In a personal tribute, Bill Charlton looks back over the life of a remarkable Canterbury man
Ken Pinnock, who died on October 31, was a remarkable man.
As much as anything, though, he was a Canterbury man. He knew the city better than anyone now living, and his death breaks a significant link with the past.
Born and brought up in the city, he developed a passion for its historical fabric and unique ambience and, as a firewatcher, he was present when so much was destroyed in the Second World War.
Dismayed at the brutal approach to much post-war reconstruction he joined with others of a like mind to form the Canterbury Society, which was influential in shifting official planning policy towards conservation.
His work in this and many other notable local groups was of inestimable value, and was recognised in 2006 with a Civic Award – an honour that, with typical modesty, he initially turned down.
Ken was born in 1919 into a middle-class family (his father was a coal merchant and haulier) and attended the Simon Langton Grammar School for Boys from 1928-38. He was a clever pupil, and won a scholarship to Oriel College, Oxford.
He delighted in recalling that this achievement, rare in its day, was recognised by the granting of a half-day holiday, not just to his own school, but also to the Girls’ Langton, where his future wife, Joyce, was a pupil.
Studies at Oxford were interrupted by the outbreak of the Second World War, but he failed an Army medical, and found himself back in Canterbury, teaching history at his old school.
His recollections of Canterbury life during these years are recorded in A Canterbury Childhood, to be published early next year.
Ken joined the publishing firm John Murray in 1953, appointed not without some misgivings (according to in-house recollection), because he looked so much like a schoolboy.
The outcome, though, was brilliant, and he is remembered in the business as one of the key stars of his generation. He created an educational list within John Murray that proved to be dazzlingly successful (and vital to the company at a time when its finances were going through choppy waters).
One of his science text-books, Mackean’s Introduction to Biology, sold 11 million copies and was translated into 20 languages.

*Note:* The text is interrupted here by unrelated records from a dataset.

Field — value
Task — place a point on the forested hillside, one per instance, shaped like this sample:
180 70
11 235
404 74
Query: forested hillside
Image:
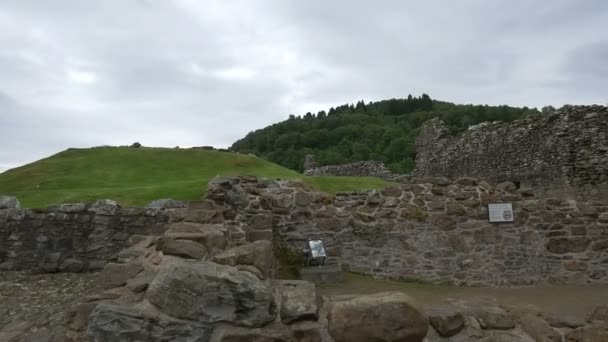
383 131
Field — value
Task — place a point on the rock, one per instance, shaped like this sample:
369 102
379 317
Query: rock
258 253
9 202
71 265
141 282
251 269
41 335
70 208
388 316
539 329
467 181
182 248
298 301
591 333
207 292
599 313
227 333
488 313
105 207
446 320
566 245
167 203
302 198
255 235
392 191
563 320
209 235
506 186
306 332
110 323
114 275
50 262
77 317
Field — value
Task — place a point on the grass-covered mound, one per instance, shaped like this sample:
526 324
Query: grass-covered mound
136 176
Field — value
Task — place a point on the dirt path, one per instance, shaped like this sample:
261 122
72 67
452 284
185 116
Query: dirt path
576 300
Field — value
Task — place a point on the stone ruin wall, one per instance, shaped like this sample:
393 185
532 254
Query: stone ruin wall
356 169
436 231
84 237
564 152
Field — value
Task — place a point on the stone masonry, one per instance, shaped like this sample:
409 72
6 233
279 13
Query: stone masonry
565 152
433 230
84 237
367 168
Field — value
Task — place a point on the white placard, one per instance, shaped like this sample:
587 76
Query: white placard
501 212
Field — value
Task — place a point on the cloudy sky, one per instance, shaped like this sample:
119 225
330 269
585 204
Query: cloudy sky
186 72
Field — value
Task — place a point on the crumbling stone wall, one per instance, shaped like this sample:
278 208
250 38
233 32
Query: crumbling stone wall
368 168
435 230
565 152
83 237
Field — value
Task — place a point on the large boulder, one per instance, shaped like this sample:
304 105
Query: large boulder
105 207
596 332
539 329
9 202
167 203
447 320
298 301
208 293
258 253
114 275
109 323
212 236
182 248
388 316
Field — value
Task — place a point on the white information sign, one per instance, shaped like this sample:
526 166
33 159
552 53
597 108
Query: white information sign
501 212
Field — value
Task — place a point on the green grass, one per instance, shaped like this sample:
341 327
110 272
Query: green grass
137 176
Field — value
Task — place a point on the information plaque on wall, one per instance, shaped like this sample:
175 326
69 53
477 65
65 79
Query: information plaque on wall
501 212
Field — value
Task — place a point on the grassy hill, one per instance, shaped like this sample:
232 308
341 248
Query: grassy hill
137 176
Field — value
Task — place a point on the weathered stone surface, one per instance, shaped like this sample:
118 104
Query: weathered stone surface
9 202
207 292
488 313
105 207
599 314
258 253
71 207
111 323
114 275
561 151
302 198
77 318
209 235
390 316
298 301
182 248
563 320
140 282
227 333
167 203
593 333
539 329
567 245
71 265
446 320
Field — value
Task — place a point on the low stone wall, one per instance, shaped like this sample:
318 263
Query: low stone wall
564 152
83 237
357 169
435 231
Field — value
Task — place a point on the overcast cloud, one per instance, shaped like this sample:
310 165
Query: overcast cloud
190 73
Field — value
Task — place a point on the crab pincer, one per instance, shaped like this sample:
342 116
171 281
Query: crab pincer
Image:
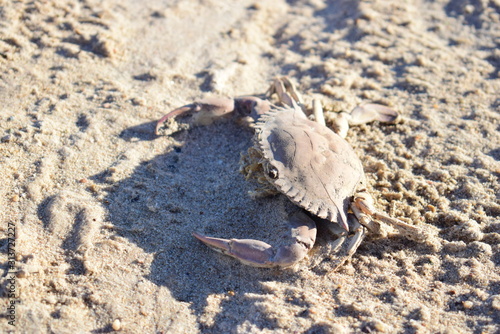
300 239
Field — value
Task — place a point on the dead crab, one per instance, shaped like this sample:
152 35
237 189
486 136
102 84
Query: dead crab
313 166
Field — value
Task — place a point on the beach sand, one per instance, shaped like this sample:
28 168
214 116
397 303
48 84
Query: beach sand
103 209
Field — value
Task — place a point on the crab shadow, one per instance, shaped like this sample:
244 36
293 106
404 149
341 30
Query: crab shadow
196 186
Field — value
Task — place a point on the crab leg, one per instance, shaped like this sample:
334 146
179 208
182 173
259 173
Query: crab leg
363 207
260 254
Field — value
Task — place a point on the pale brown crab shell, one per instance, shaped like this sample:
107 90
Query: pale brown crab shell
309 163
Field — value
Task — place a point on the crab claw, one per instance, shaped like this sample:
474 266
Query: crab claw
205 111
363 207
260 254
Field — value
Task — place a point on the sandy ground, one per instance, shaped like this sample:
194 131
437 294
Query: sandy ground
103 209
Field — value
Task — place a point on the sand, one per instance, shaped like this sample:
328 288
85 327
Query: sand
103 210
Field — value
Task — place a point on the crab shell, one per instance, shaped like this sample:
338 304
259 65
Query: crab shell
309 163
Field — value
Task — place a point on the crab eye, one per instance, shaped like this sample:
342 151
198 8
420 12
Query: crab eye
272 173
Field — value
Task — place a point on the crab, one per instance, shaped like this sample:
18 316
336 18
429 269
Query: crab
310 164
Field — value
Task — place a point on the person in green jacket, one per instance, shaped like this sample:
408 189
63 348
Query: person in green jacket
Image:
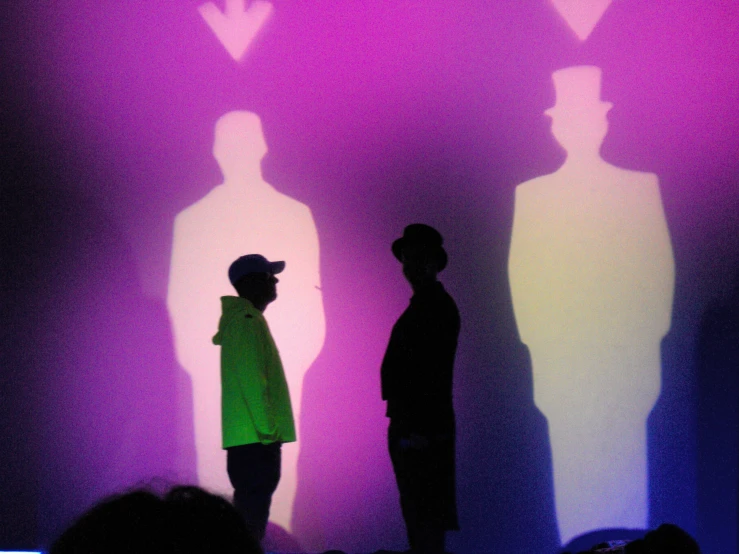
255 402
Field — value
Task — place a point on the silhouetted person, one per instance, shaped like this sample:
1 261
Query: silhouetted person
592 278
666 539
255 402
243 214
187 520
417 385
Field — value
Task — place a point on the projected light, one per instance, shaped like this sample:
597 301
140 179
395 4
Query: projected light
582 15
592 276
237 27
243 215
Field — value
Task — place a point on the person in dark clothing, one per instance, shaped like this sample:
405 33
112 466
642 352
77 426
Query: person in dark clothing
416 380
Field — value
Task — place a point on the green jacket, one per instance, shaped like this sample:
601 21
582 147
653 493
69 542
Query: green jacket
255 402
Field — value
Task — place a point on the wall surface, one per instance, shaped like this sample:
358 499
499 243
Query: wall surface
375 115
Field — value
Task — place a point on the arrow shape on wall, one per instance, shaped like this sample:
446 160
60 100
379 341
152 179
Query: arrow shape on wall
582 15
237 27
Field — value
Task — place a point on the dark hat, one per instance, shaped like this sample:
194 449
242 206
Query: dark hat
423 238
252 263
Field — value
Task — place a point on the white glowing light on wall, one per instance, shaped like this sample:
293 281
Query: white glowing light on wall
237 27
592 277
241 216
582 15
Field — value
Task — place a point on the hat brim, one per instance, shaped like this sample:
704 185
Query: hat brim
439 252
276 267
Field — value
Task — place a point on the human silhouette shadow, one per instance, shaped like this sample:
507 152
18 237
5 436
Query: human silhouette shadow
592 277
244 214
96 391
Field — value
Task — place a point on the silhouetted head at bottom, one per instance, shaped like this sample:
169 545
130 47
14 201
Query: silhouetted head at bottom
666 539
185 520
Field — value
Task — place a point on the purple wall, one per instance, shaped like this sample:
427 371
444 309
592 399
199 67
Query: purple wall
376 115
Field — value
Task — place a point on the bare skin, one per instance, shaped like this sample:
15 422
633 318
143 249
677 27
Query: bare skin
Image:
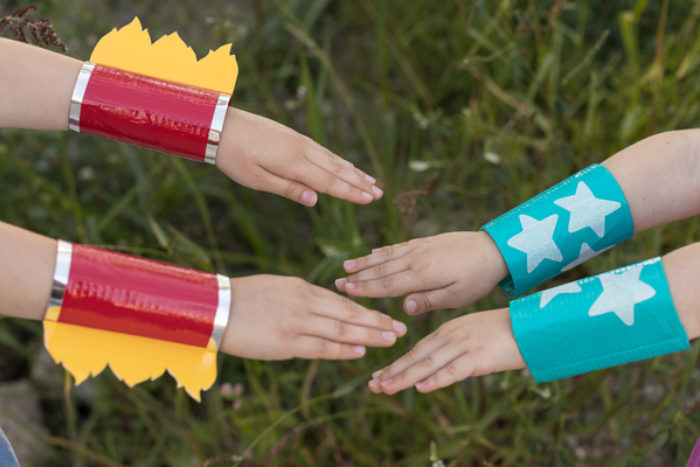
254 151
659 176
482 343
272 317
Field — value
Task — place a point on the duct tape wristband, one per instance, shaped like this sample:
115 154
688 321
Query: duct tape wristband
561 228
613 318
173 118
115 292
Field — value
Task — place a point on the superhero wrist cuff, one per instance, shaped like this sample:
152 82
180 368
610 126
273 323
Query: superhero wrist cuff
561 228
613 318
158 97
139 316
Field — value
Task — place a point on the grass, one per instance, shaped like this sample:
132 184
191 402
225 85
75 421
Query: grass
500 99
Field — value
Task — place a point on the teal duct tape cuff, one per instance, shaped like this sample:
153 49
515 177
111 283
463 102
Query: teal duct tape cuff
613 318
561 228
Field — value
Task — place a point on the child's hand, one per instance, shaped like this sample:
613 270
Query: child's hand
444 271
471 345
265 155
275 318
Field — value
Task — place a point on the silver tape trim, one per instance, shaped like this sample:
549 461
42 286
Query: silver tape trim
61 272
216 127
223 309
76 100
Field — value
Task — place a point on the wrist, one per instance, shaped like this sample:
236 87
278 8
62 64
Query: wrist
495 268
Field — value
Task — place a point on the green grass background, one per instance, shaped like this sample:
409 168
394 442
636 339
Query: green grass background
500 99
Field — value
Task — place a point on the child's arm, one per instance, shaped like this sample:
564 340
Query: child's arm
660 178
35 93
271 317
483 343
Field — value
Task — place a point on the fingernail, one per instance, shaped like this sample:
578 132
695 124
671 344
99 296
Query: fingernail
309 198
389 336
400 327
411 307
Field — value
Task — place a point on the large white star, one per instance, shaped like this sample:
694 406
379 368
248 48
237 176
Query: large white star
621 292
548 295
586 210
536 240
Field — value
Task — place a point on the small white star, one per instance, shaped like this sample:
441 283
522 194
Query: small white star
621 292
547 295
586 210
584 255
536 240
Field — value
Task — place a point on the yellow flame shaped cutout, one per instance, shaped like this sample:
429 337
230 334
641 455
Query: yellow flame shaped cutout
168 58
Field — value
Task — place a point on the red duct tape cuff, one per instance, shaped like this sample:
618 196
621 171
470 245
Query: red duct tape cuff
153 113
121 293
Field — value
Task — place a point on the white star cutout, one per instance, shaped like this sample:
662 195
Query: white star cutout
586 210
549 294
584 255
536 240
621 292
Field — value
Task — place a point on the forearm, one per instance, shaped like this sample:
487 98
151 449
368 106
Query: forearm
682 268
660 177
25 278
36 87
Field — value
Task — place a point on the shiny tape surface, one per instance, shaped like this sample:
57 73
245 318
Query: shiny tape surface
125 294
223 309
561 228
61 272
613 318
153 113
76 101
215 129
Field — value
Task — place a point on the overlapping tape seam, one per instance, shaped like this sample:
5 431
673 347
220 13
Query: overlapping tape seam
143 317
157 96
613 318
561 228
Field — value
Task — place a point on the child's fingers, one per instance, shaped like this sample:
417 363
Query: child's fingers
318 347
344 170
381 270
379 255
458 369
421 302
392 285
340 308
289 189
419 370
340 331
327 182
419 352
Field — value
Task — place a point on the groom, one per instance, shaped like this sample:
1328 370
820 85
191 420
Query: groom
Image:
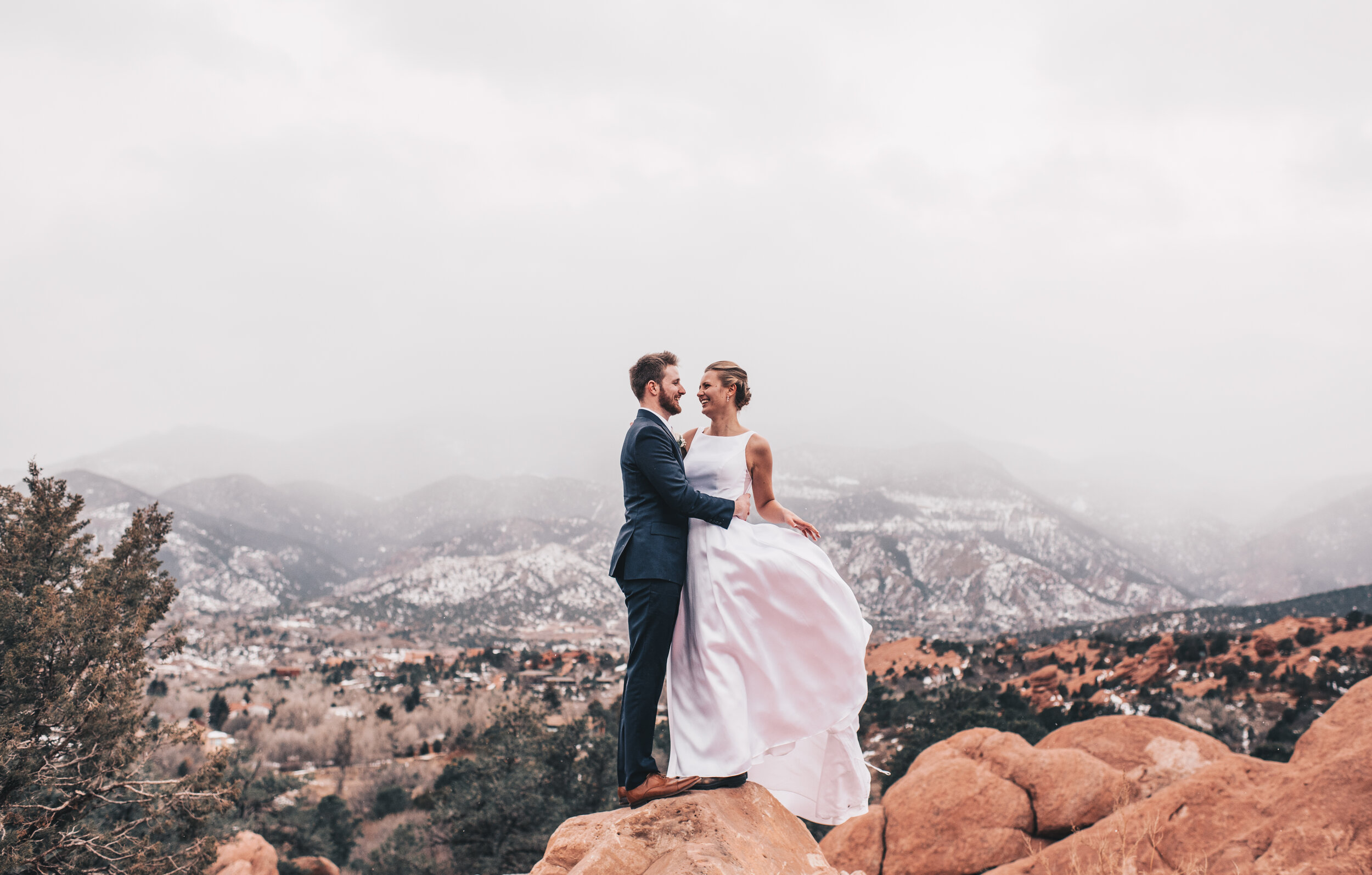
649 564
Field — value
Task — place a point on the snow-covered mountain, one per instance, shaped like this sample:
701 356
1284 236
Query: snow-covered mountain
940 540
1323 551
937 541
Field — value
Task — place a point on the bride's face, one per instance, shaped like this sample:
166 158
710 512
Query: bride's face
712 395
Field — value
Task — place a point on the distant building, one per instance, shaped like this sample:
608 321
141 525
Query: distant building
215 739
531 678
251 709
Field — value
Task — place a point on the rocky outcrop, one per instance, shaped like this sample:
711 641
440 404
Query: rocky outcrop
1106 796
858 845
1150 752
986 799
248 854
1242 815
743 832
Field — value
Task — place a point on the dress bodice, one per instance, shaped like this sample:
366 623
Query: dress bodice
719 465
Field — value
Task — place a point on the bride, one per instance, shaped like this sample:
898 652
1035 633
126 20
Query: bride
766 675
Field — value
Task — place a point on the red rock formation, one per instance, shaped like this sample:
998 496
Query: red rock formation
858 844
1150 752
906 653
743 832
983 797
1244 815
249 854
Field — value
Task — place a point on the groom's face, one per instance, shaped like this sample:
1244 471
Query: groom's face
671 390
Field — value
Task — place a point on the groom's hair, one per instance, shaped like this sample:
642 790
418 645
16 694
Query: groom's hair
649 369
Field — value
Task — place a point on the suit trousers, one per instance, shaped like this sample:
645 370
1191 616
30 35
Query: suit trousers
652 622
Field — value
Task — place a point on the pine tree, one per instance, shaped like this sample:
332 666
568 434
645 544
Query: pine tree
75 738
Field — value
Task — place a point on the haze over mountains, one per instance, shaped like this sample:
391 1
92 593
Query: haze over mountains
937 540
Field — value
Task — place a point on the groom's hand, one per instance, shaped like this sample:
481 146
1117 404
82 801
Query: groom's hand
743 507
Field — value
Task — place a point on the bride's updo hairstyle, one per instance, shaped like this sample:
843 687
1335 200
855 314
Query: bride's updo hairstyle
732 375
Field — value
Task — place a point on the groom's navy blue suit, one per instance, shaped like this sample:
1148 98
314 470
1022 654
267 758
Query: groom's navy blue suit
649 564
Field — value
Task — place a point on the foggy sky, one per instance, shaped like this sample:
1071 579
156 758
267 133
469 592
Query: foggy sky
1093 229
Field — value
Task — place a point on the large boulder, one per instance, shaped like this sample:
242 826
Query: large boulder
743 832
859 844
1242 815
954 818
248 854
1150 752
983 799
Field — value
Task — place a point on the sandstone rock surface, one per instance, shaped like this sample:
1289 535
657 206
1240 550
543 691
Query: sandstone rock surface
1242 815
858 845
743 832
248 854
1150 752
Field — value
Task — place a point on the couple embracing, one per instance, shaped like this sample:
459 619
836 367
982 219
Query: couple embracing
758 638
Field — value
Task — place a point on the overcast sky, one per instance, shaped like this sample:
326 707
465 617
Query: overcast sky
1094 229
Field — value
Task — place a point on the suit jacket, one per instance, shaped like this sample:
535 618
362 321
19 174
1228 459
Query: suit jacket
657 502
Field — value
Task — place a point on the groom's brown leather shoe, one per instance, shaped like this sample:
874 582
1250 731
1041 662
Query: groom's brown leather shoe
659 786
722 783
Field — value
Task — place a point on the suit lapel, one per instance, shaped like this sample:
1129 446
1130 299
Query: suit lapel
671 438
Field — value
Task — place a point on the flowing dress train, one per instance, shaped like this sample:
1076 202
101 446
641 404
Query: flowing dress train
766 672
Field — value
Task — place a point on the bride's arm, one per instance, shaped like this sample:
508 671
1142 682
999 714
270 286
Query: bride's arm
770 509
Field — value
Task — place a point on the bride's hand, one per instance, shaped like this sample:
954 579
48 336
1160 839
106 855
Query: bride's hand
800 526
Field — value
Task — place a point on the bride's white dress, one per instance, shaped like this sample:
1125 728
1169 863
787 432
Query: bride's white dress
766 672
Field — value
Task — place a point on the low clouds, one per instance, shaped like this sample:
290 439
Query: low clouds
1090 229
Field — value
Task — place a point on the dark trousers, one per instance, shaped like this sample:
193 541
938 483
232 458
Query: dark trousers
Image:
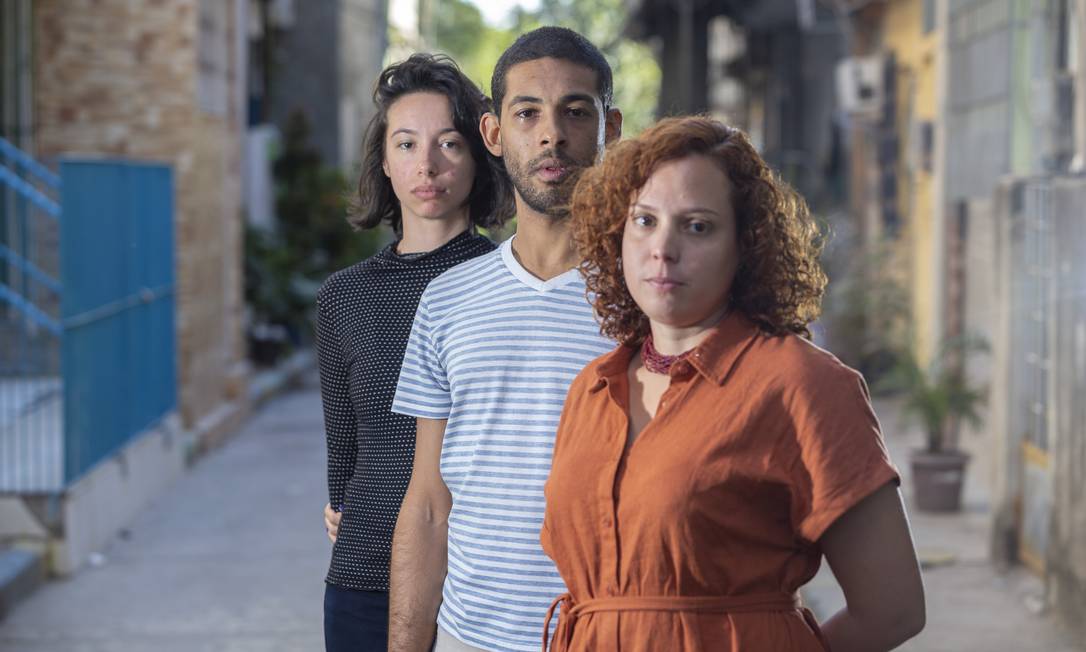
355 621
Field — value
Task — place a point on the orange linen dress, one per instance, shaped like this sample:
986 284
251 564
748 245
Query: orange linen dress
697 536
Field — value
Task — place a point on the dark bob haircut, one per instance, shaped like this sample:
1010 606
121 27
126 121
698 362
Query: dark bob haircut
490 202
552 42
779 283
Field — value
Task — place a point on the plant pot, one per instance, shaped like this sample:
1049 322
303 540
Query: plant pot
937 479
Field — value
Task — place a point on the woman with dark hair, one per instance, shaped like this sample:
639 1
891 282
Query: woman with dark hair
426 173
704 467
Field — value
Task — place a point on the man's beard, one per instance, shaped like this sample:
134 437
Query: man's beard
553 199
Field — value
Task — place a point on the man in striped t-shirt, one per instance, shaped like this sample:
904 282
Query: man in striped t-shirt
495 343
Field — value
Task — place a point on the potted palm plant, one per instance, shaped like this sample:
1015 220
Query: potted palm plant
941 398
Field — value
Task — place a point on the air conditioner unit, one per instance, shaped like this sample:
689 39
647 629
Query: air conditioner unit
861 85
281 13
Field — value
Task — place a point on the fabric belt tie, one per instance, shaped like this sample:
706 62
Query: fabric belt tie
568 611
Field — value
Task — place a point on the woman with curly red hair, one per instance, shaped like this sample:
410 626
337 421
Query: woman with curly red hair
704 467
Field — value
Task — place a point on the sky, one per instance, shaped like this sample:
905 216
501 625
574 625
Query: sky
494 12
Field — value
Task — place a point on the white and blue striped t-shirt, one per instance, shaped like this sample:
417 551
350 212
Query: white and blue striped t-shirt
493 350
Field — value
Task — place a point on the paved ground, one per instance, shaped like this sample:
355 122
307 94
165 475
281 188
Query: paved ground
971 606
231 560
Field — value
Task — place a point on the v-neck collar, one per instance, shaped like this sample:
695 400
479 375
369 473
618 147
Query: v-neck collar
528 278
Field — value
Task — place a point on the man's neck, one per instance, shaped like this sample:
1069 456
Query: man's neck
543 245
427 235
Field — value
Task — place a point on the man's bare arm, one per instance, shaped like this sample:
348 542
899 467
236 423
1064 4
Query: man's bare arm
420 547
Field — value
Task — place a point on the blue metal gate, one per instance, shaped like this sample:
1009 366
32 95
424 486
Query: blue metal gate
117 306
87 316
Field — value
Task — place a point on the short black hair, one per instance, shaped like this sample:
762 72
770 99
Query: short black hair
490 202
553 42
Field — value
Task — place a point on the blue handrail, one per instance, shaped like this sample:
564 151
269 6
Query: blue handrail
49 207
30 270
23 160
30 310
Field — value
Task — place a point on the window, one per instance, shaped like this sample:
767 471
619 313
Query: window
214 57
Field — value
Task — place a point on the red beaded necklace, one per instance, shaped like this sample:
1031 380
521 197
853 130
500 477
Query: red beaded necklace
657 362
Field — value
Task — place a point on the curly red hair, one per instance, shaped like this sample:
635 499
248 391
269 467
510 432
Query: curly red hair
779 284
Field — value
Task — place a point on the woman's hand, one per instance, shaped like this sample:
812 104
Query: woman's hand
870 552
331 522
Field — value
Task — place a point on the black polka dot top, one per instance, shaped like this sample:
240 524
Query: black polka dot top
364 316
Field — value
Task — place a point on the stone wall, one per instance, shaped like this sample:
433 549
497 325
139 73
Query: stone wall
121 78
1066 554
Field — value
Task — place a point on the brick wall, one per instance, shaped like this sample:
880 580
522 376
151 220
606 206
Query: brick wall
120 78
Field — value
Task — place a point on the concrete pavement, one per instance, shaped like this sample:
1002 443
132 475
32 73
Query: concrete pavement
231 559
971 605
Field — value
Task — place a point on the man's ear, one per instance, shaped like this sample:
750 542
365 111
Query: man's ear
490 127
613 126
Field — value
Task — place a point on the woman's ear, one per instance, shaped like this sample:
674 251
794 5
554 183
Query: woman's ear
490 127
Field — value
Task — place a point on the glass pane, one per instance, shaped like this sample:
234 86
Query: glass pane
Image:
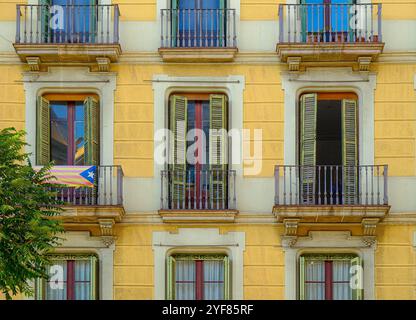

His success brought tempting offers from competitors, but he remained loyal to John Murray for the rest of his working life, leaving the firm with an educational division that punched well above its weight.
More broadly, as chairman of the Educational Publishing Council, he led a successful lobby seeking better funding for books in schools.
Ken married Joyce, his childhood sweetheart, in 1942. He was immensely proud of his children and their achievements – Christine in education, Trevor in music, Melvin (who died in an accident in 1990) as an artist blacksmith and Anna in film-set design. In the last decade of his life he was faced with the daunting challenge of looking after Joyce, as she became increasingly ill.
It was a challenge to which he responded magnificently, caring for her at their home until his own frailty made that task impossible.
Ken’s life with Joyce was described by a close friend as an ongoing love story, and there is little doubt that he felt her loss, only a few months ago, very deeply.
Those whose lives were touched by him, and who benefited from his kindly, wise and tactful advice, will have felt a sense of personal loss at his passing.
There are probably not many people about whom it can truly be said that we shall not see their like again, but Ken Pinnock, of Canterbury, was certainly one of them.